Gesammelte Schriften Band 6 • 1937 - 1982

Johan O. Smith

Brief an Hans Skutle, 28. Mai 1942

Gesammelte Schriften Band 6 • 1937 - 1982
Horten, 28. Mai 1942
Lieber Bruder Hans Skutle,
Friede.

Danke für den Brief vom 20. 5.

Bei N. N. habe ich den Eindruck, dass er ein sehr eifriger Bruder war, der sich sehr befleißigte, das Rechte zu tun. Aber er tat es auf eine gesetzliche Weise anstatt nach den Wirkungen des Geistes. Eine Folge hiervon war, dass er viel arbeitete und wenig aß, und wenn er sich die anderen Geschwister ansah, fand er, dass sie sehr weit hinter ihm selbst zurücklagen.

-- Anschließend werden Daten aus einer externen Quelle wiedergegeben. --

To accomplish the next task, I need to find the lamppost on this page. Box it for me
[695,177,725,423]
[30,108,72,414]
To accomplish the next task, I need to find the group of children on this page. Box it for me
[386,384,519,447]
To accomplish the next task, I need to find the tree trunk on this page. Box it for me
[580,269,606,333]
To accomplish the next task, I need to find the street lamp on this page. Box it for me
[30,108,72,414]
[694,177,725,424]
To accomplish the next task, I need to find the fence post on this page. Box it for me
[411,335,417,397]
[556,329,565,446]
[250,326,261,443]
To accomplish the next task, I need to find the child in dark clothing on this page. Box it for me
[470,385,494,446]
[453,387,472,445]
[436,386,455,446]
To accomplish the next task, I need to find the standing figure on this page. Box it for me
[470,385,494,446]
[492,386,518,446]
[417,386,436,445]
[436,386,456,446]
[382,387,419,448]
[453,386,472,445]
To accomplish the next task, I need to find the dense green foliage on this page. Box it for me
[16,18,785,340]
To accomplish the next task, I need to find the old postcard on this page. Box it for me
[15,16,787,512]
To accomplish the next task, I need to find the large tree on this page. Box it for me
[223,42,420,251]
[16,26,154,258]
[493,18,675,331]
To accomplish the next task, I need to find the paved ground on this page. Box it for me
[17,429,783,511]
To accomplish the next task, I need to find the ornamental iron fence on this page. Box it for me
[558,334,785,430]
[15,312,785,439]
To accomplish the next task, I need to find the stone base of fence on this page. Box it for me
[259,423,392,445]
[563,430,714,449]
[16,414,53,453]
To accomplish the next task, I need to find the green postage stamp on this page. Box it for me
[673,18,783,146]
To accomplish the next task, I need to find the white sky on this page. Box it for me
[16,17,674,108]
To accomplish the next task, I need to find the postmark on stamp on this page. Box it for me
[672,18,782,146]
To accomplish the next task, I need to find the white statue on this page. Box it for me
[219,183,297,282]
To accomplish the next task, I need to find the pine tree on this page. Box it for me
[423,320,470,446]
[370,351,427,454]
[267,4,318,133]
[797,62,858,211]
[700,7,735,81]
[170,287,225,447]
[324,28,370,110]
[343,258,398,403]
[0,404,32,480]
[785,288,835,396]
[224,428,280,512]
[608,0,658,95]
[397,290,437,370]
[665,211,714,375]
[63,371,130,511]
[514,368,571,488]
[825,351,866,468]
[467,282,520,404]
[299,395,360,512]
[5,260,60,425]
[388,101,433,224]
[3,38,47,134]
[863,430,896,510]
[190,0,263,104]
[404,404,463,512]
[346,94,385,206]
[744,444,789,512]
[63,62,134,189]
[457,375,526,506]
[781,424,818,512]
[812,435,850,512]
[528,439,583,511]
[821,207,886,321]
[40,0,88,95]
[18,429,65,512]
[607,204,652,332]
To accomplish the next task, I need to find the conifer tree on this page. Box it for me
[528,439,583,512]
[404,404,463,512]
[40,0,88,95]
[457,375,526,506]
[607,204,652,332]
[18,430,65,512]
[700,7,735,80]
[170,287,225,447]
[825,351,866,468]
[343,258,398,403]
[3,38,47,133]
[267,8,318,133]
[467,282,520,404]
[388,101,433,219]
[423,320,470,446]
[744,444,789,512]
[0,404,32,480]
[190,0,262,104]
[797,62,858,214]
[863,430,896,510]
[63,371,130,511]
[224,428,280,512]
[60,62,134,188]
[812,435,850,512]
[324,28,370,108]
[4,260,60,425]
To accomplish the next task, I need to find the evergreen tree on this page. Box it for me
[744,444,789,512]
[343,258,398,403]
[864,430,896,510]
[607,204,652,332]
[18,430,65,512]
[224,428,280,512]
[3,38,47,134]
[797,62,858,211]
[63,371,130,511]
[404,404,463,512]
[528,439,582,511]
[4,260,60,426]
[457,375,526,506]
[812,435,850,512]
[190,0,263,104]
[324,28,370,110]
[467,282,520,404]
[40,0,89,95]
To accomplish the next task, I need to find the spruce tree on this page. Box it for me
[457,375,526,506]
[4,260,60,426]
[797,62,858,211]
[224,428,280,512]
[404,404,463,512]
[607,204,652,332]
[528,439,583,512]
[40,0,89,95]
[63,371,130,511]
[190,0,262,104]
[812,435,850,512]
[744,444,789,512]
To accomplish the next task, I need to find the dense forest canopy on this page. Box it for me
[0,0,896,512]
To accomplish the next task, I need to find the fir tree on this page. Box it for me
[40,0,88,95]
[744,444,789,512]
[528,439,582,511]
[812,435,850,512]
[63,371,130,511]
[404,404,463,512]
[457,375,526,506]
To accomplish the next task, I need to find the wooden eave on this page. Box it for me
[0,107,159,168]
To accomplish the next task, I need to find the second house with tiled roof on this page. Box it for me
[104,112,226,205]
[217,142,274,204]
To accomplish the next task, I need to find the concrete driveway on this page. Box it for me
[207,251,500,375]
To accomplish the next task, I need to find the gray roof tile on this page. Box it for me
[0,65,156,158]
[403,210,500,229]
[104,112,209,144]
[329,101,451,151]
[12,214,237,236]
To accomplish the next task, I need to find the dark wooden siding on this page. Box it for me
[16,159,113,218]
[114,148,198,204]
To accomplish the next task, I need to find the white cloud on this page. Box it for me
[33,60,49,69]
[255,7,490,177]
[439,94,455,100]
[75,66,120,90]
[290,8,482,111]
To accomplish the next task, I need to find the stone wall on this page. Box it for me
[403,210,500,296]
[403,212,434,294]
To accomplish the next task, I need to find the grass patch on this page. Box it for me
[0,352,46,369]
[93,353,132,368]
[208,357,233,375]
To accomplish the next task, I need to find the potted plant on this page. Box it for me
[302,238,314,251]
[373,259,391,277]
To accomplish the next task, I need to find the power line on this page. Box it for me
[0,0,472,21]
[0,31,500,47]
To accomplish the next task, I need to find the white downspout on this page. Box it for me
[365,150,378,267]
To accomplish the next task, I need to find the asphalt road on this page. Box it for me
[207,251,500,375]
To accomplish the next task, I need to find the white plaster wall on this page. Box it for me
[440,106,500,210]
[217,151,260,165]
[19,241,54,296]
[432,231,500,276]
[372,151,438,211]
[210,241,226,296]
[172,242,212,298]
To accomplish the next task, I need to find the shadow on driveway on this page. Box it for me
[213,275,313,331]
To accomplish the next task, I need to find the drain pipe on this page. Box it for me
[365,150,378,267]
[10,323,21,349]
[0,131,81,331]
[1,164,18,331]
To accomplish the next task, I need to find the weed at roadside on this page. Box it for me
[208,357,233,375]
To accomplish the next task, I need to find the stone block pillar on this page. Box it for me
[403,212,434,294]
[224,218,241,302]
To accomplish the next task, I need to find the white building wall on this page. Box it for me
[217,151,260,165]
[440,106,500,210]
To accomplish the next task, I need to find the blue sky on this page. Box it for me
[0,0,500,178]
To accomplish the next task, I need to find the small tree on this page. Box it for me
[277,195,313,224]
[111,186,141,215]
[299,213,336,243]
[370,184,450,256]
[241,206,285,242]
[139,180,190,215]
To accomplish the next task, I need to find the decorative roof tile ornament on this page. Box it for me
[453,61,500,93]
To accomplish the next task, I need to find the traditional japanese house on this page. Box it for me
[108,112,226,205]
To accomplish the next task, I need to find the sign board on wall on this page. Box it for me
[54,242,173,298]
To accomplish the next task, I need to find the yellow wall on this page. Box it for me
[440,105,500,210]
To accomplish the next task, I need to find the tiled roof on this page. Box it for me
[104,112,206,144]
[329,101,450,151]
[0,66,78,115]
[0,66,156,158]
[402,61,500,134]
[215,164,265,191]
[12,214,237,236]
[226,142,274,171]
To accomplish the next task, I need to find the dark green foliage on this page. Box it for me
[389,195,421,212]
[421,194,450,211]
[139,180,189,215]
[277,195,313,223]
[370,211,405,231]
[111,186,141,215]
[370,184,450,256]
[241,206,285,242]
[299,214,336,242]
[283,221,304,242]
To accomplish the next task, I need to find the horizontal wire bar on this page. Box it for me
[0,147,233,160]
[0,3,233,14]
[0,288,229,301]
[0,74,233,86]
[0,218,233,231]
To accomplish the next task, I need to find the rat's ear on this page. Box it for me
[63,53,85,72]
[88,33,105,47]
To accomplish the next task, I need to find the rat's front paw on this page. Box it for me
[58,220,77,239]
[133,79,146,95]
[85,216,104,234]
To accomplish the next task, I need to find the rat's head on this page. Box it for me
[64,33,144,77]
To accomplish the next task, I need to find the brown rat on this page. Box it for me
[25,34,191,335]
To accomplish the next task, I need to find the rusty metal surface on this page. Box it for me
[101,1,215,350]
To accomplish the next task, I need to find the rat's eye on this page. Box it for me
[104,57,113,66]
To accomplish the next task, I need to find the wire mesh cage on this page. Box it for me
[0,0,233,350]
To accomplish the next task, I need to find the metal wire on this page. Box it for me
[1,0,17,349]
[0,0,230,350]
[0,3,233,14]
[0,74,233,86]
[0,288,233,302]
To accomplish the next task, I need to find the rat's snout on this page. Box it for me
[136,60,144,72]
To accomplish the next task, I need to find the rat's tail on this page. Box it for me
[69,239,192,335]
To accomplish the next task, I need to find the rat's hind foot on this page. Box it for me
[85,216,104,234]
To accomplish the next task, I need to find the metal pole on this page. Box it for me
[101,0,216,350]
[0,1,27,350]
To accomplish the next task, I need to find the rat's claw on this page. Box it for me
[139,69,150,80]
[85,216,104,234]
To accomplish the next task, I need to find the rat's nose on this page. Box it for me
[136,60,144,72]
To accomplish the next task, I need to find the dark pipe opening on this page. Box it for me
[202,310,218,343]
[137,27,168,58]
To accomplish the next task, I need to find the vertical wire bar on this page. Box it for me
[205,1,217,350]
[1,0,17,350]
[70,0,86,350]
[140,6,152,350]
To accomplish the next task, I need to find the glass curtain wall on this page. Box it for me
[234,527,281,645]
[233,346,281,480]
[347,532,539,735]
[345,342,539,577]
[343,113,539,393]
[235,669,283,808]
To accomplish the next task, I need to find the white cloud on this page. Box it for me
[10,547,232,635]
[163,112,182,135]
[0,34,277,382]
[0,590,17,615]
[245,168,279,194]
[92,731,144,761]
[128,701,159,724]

Vor vielen Jahren ist ein Buch auf Dänisch erschienen, das aus dem Deutschen übersetzt worden war. Es heißt „Deutsche Theologia“. Ich nehme an, dass dieses Buch ungefähr hundert Jahre vor Luther geschrieben wurde. Die Witwe vom verstorbenen Th. Ellefsen, Øvre Keisemark 44, hat dieses Buch, und ich nehme an, dass du es ausleihen darfst, wenn du ihr schreibst. In diesem Buch ist die Rede von Personen, die im Glauben irregehen und wie Jesus Christus in der Ewigkeit oder wie Gott selbst sein wollen. Sie erheben sich über die Gemeinde und wollen deren Propheten sein. Nur eines fehlt ihnen: Sie sind nicht auf eine geistliche, natürliche Weise hingewachsen zu ihm, der das Haupt ist, sondern nur die geistliche Verirrung ist in der Einbildung dort hinaufgelangt. Eine Folge davon ist, dass sie eigenmächtig, selbstklug und selbstgefällig werden. Sie nehmen nicht den Platz in der Gemeinde ein, den Gott den jeweiligen Gliedern gegeben hat, und können auch nicht auf eine natürliche Weise mit diesen zusammenarbeiten. Sie sind mehr als die ganze Gemeinde, sie stehen als geistliche Diktatoren über ihr.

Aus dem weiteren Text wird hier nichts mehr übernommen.